When we spoke in his office, Boteach repeated an argument that he first made debating Christopher Hitchens in the early 2000s, about whether morality is objective. “In one of my debates with Hitchens I said to him… ‘[I]s a man allowed to beat his wife? Or is that absolutely wrong?’ ” Then he asked me, “Can you think of a situation where a man can beat his wife?” I had not yet learned about the allegations against his father, so I didn’t make the connection. But neither did he. “Is there any scenario the mind could conjure up that that would be acceptable? Any scenario?” he went on. “The answer is no. So, that means it’s absolutely wrong, it’s always wrong, under all circumstances and all conditions. And that’s an admission of absolute morality.”
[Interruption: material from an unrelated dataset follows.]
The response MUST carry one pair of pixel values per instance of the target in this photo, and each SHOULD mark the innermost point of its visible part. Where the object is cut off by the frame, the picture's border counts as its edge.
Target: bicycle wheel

It’s not necessarily, of course; it could simply be an acknowledgment of social consensus. In quieter moments, Boteach seems less rigidly attached to absolutes—at least when it comes to himself. When we spoke for the first time in his office in Englewood, he told me how Chabad differed from the cult his mother originally believed it to be. “The goal of Chabad is personal empowerment, to internalize Jewish convictions and to live in a place where you can spread them,” he said. I asked if he thought it had helped him heal from the pain of his parents’ divorce. “Well, I was hoping it would, and, yeah, it did,” he said, before continuing: “I don’t think the healing was very deep, because I don’t think I’ll ever be healed. I’ve kind of come to that understanding and conclusion that I will never fully heal, and that my life is a different mission therefore—it’s a different calling—that my life is going to be about battling my nature at all times, and fighting the darker emotions at every opportunity. … If you’re healed, then you just live life—it’s uncomplicated, it’s all pretty. That’s just not me.”